How does social media culture need to change, and how invasive is technology?

Fueled by criticisms of the social media platforms they helped create, former Silicon Valley executives warn of social media’s dangers in Netflix’s newest documentary, “The Social Dilemma.” Any user of the Internet has heard how Twitter, Facebook, Instagram, and other social media platforms are dangerous, but almost none of us know the extent to which social media’s addictive quality and polarization can affect us. 

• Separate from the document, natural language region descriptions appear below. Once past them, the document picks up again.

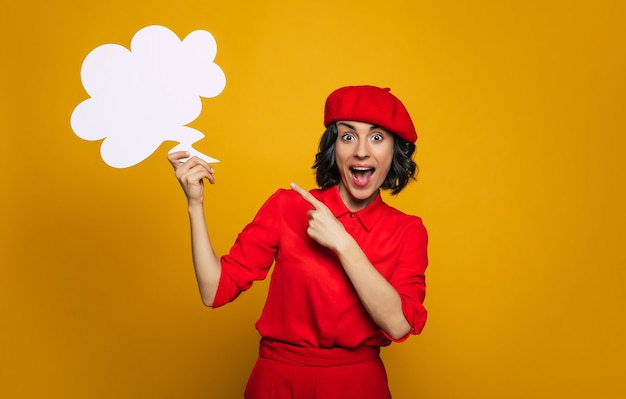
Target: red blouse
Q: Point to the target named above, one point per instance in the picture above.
(311, 302)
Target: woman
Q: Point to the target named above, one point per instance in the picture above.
(348, 269)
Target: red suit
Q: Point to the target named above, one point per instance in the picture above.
(318, 341)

The documentary comprises of many interviews and conversations with former leaders and critics of the technology industry, such as Tristan Harris, a former design ethicist at Google, and Jaron Lanier, who wrote a book on the benefits of deleting your social media accounts. “The Social Dilemma” goes the extra mile by intertwining scenes of a fictional family who suffers the consequences of social media addiction, including polarization and destructive obsession with self-image. 

The 90-minute film highlights the increasing mental health and suicide rates that seem to align with social media’s growth. Compared to the first decade of this century, the suicide rate for girls ages 15-19 was up 70% by 2018 and up 151% for girls ages 10-14, eerily aligning with social media’s availability beginning in 2009.

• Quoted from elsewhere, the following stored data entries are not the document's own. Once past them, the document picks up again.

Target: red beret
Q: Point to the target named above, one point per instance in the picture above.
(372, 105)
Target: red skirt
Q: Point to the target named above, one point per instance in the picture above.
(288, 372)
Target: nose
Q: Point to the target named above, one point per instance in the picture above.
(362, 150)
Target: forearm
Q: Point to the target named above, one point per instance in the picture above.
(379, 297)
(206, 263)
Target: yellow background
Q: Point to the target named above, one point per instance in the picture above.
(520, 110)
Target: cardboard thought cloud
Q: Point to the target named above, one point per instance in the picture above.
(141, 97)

According to the documentary, social media is such a large and successful industry because of advertising. Advertisers can always be certain that users will see their ads, as intelligent algorithms put the perfect piece of content on your screen to keep you engaged and scrolling, and therefore viewing more advertisements. Because social media is free for users, the users themselves are the product, and the advertisers are the buyers.

The algorithms aim to only show users posts with which they will engage. The Facebook news feed is one of the main sources of news for its 2.7 billion users, and when billions of people are only hearing news that they agree with, the world becomes divided and polarized. But Facebook doesn’t care, because they are being paid to keep users on the app looking at the news. An MIT study shows that fake news spreads six times as fast as real news on Facebook, which is one of the main reasons that Russia was so successful in its election interference campaign in 2016. Simply put, Facebook has the moral responsibility of being a main news source for 2.7 billion people, yet its algorithm operates solely to make money and fails to educate people correctly and fairly. With all of this polarization due to social media, Tim Kendall, a former executive at Facebook and the former president of Pinterest, went as far as to say that his biggest worry in the short term is civil war.

Overall, the documentary suggests that the culture in Silicon Valley needs to change completely. As Tristan Harris puts it, the entire culture of capitalism needs to change. Just as a tree is worth more as lumber and a whale is worth more dead, a human is worth more distracted, polarized, and addicted. “The Social Dilemma” explains that we have a big problem: We are all using technological platforms at the expense of human and social good, and the incentives of these platforms, such as profit and control, are not beneficial for our mental health and our democracy.

Though exposing all of these problems in the technology industry, the experts fail to give any real solutions. Not once were viewers directly told to delete their social media accounts or even set screen time limits on their phones. So it’s up to us, the addicted and polarized products of social media, to speak out and force change in the world just as we have for hundreds of issues in the past.